Veja que foi exatamente no Pará que o governo Lula e o próprio governo estadual da dinastia dos Barbalho gastaram bilhões na realização da COP30, a pífia Conferência do Clima em Belém. O Portal da Transparência aponta orçamento de R$ 1 bilhão apenas na organização do evento em si. Outros R$ 5 bilhões, inclusive com aportes da Usina de Itaipu, foram gastos em obras de infraestrutura. Olhando para o sucesso da produção de soja no Brasil, parada no porto de Miritituba, e o fracasso da COP30 de Belém, com gastos sem licitação, dancinhas da Janja e reclamações públicas da ONU e de diplomatas estrangeiros, qual é a verdadeira vocação do Pará e onde os recursos deveriam ter sido investidos?

A resposta é óbvia. Porque apenas uma conversa com a realidade e respeita o dinheiro do pagador de impostos no Brasil. Gastaram-se bilhões de reais num evento ambiental desatualizado, cujo público tem a estranha predileção de atacar o agro brasileiro com falsas narrativas de que o país não respeita o meio ambiente. O Código Florestal Brasileiro exige de 20% a 80% de preservação de mata nativa da área de cada produtor. Em nenhum outro lugar do mundo existe tamanha exigência, que aqui é cumprida pelos produtores legalizados, quase a totalidade de quem está na agropecuária do país. As exceções são criminosas. E crime precisa ser combatido. Mas não se faz isso gastando bilhões em conferências que falam mal de quem trabalha e produz no próprio país.
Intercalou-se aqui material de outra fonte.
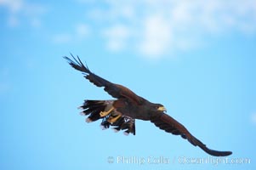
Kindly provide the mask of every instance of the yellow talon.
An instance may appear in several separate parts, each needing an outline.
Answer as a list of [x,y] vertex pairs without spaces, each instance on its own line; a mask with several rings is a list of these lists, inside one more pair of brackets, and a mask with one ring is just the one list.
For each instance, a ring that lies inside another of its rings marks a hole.
[[122,116],[122,115],[118,115],[118,116],[117,116],[116,117],[111,116],[111,117],[107,120],[107,122],[109,122],[110,123],[113,123],[113,122],[115,122],[119,117],[121,117],[121,116]]
[[110,112],[111,112],[111,110],[114,110],[114,107],[112,107],[111,109],[110,109],[108,111],[100,111],[100,117],[104,117],[105,116],[107,116],[108,114],[110,114]]

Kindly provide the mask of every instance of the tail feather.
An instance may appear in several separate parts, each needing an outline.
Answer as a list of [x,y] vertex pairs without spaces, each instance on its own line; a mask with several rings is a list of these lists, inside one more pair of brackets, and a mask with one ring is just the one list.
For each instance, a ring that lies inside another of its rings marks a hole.
[[88,68],[88,66],[84,65],[82,64],[82,62],[80,60],[79,57],[77,56],[77,60],[72,55],[72,54],[71,54],[71,55],[72,56],[73,60],[75,60],[75,62],[73,60],[71,60],[70,58],[65,56],[64,59],[65,59],[68,63],[76,70],[80,71],[82,72],[87,73],[87,74],[91,74],[91,71],[89,71],[89,69]]

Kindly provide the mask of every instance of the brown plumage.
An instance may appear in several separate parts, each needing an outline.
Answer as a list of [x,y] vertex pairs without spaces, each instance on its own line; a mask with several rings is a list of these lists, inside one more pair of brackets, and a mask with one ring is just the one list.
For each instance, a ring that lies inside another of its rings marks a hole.
[[[72,56],[72,55],[71,55]],[[103,87],[104,90],[117,99],[111,100],[85,100],[80,107],[82,115],[88,116],[87,122],[101,119],[103,129],[110,126],[114,127],[115,131],[124,130],[126,134],[135,135],[135,119],[151,121],[160,129],[180,135],[183,139],[195,146],[199,146],[205,152],[216,156],[231,155],[231,151],[217,151],[208,149],[199,139],[194,137],[182,124],[178,122],[165,113],[166,110],[161,104],[151,103],[145,99],[138,96],[130,89],[112,83],[91,72],[87,65],[84,65],[77,56],[72,56],[74,60],[64,57],[76,70],[82,71],[84,77],[97,87]]]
Fato é que o Brasil técnico e produtivo do passado teve o mérito de se proteger de seu futuro político errático ao construir o ativo global de ser imprescindível para o mundo na oferta de alimentos. Aos que ainda teimam em reduzir os méritos nacionais e a internacionalização do país, isso também pode ser aplicado ao sucesso da Embraer, a terceira maior fabricante de aviões do mundo, e à Petrobras, líder de exploração de petróleo em águas profundas e ultraprofundas. Nada disso é mérito do governo Lula e da esquerda lulopetista. Pelo contrário, o escândalo do Petrolão, que levou a Petrobras ao noticiário policial, o desmerecimento do agro e as invasões de áreas de pesquisa da Embrapa pelo MST, a deterioração do ambiente econômico e educacional, que afetam diretamente a Embraer e todas as empresas brasileiras, são o lulopetismo na sua forma mais bruta.

Sejamos claros. A eleição presidencial deste ano tem uma escolha muito fácil. E ela não é a manutenção do atraso e do retrocesso.